Лео в общих чертах знал об особенности тогдашнего быта столичной интеллигенции, об этом было сказано в некоторых, пока еще доступных книгах, и недоумевал, с какой стати дед вспоминает все это.
Чувствуя, что с вводной частью затянул, Леонид Генрихович попил воды, прокашлялся и перешел к главному.
– Завсегдатаем мастерской с некоторых пор стал Глеб, считался он одним из самых талантливых молодых писателей, однако публиковался редко – вещи его, как правило, тормозились цензурой, и, зная об этом, редакторы “толстых” журналов и издатели неохотно раскрывали ему объятия, а попросту говоря, игнорировали. Глеб выпустил две тоненькие книжечки рассказов и был принят в Союз писателей. Жил он бедно, семью, где росла дочка, кормила жена, врач-гинеколог.
Я дружил с Глебом, у нас оказались схожие темпераменты и близкие мысли по поводу ближайшего будущего Славишии, оно представлялось довольно безрадостным, хотя не могли предположить, что все в одночасье рухнет и возродится совсем в ином качестве… Знаешь, Лёнечка, в других людях раздражает то, что ярче всего проявляется в нас самих. Так вот, в Глебе меня ничего не раздражало, не выводило из себя, и его, судя по всему, – тоже. Он водил знакомства с зарубежными корреспондентами и дипломатами, что, в конечном счете, сыграло особую роль в том, о чем я поведаю дальше. Извини, я хочу немного передохнуть, принять лекарства…
Он достал из кармана два пузырька, высыпал на журнальный столик несколько таблеток, отобрал кругленькую оранжевую и продолговатую белую, ее можно было разломать пополам, что он и сделал, пальцы дрожали, дед никак не мог взять пилюли и отправить в рот. Лео захотел помочь, Леонид Генрихович недовольно помотал головой – не надо, сам справлюсь. Запив из стакана, он откинулся в кресле и закрыл глаза.
Так молча они просидели пару минут.
Дед пришел в себя, глубоко вздохнул.
– На чем мы остановились? Да, Глеб. Мы дружили. Внешне были непохожи, я – рыжий, не слишком привлекательный для женщин, разве что необычным окрасом, он – синеглазый красавец со щегольской бородкой, похожий на итальянского актера.
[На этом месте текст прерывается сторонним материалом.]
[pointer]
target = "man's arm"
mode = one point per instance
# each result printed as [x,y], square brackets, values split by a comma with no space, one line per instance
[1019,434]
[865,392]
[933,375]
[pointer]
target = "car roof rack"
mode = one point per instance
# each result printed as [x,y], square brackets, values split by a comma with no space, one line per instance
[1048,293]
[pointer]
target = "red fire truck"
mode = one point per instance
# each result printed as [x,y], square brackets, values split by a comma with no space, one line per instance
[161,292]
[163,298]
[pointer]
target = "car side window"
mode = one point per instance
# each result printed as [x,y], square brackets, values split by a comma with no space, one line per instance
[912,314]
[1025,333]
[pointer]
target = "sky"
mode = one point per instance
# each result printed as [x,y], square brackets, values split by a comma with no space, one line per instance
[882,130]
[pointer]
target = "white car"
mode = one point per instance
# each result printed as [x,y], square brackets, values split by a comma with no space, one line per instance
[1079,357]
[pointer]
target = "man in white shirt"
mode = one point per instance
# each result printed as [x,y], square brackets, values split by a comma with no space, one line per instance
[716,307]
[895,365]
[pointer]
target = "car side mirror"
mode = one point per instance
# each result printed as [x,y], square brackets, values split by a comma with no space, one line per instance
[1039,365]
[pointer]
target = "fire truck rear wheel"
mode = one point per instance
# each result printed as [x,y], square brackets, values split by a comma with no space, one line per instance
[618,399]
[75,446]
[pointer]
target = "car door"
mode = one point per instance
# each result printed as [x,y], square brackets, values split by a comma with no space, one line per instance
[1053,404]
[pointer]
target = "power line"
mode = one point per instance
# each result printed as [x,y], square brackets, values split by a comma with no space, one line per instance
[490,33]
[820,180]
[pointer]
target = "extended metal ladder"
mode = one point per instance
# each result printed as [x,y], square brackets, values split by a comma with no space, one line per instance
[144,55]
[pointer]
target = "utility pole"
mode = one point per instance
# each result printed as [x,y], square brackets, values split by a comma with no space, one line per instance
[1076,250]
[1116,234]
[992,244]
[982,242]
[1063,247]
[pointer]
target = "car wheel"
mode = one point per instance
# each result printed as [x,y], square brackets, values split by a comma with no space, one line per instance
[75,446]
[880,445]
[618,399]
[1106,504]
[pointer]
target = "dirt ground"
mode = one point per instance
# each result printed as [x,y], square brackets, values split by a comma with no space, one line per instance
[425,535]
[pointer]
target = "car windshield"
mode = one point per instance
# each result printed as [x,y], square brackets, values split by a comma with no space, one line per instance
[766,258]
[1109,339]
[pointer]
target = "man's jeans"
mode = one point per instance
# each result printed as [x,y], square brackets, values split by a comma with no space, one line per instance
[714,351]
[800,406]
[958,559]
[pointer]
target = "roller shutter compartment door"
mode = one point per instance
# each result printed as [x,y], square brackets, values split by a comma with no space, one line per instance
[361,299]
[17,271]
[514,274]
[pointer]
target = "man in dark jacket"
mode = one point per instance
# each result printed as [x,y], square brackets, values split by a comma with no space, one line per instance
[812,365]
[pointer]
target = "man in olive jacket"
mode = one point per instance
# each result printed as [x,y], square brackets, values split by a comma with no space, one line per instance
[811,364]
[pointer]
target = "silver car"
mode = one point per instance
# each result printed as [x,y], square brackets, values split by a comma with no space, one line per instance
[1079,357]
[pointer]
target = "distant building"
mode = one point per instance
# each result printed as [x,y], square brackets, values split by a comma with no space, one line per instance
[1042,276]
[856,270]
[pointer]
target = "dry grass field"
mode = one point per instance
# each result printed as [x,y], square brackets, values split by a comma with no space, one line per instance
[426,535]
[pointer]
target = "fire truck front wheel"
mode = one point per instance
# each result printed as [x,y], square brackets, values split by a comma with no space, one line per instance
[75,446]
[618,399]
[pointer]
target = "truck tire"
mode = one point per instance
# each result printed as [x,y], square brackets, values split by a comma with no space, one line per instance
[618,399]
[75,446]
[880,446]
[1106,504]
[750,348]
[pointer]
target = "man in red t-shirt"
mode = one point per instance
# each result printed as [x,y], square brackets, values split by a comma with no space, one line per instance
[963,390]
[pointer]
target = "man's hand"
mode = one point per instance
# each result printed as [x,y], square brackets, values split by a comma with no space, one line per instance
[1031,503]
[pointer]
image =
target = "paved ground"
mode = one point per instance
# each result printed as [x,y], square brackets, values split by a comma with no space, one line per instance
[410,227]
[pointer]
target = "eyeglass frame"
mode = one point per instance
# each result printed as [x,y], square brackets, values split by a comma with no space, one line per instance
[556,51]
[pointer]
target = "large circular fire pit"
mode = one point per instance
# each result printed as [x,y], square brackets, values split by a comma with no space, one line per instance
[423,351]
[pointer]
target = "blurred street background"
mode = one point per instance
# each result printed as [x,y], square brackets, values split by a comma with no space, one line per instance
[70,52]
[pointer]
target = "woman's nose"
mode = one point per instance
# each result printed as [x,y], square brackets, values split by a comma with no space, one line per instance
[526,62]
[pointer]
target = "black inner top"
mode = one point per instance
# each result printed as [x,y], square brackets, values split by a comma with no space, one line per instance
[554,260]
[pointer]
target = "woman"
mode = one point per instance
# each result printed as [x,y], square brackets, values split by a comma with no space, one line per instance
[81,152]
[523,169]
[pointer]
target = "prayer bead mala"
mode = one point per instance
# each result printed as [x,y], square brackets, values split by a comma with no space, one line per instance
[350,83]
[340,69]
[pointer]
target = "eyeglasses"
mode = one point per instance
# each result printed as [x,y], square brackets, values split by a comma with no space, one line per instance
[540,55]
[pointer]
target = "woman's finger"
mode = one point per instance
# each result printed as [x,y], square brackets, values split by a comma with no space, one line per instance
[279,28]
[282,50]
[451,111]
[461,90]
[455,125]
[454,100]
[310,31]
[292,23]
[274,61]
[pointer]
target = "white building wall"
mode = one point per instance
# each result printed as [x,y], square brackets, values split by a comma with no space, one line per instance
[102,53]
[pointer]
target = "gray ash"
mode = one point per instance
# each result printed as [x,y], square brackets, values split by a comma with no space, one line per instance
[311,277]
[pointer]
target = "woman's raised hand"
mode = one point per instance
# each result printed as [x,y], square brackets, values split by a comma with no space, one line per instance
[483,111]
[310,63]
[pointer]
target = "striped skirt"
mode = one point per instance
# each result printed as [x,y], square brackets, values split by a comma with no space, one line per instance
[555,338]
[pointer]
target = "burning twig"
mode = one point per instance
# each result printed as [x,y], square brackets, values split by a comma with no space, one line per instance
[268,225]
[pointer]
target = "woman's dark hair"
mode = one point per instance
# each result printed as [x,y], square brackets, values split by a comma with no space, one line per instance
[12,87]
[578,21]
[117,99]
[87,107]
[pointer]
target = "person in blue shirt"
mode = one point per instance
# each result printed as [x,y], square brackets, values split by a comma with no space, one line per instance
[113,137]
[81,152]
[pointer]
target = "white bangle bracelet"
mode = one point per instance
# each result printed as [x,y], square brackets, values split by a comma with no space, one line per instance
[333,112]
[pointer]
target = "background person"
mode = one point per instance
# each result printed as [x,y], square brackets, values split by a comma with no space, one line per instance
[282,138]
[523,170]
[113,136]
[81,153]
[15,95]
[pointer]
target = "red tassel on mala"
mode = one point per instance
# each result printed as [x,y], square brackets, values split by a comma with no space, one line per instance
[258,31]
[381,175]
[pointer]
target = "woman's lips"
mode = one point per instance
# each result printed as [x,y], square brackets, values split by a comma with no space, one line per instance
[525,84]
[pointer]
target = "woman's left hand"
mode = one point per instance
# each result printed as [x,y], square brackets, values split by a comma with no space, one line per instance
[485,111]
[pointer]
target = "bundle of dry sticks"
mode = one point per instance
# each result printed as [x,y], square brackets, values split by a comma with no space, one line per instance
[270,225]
Да… Была весна, кругом всё зеленело, распускалось, благоухало, я вышел из мастерской подышать, сел на скамейку в располагавшемся напротив парке, ко мне подсел симпатичный паренек, назвал по имени-отчеству, помахал перед носом красной книжицей – “Я из КГБ”. Настроение у меня было замечательное, я люблю весну, поэтому позволил себе фривольный тон: “И чем я заинтересовал Контору Глубокого Бурения, неужто меня подозревают в работе на ЦРУ?” Паренек улыбнулся: “Ну что вы, Леонид Генрихович, какой из вас шпион, а вот в мастерской вашей с вашей легкой руки антисоветчики свили гнездышко, литературу запрещенную почитывают, распространяют, беседы ведут непозволительные”. Это было уже серьезно.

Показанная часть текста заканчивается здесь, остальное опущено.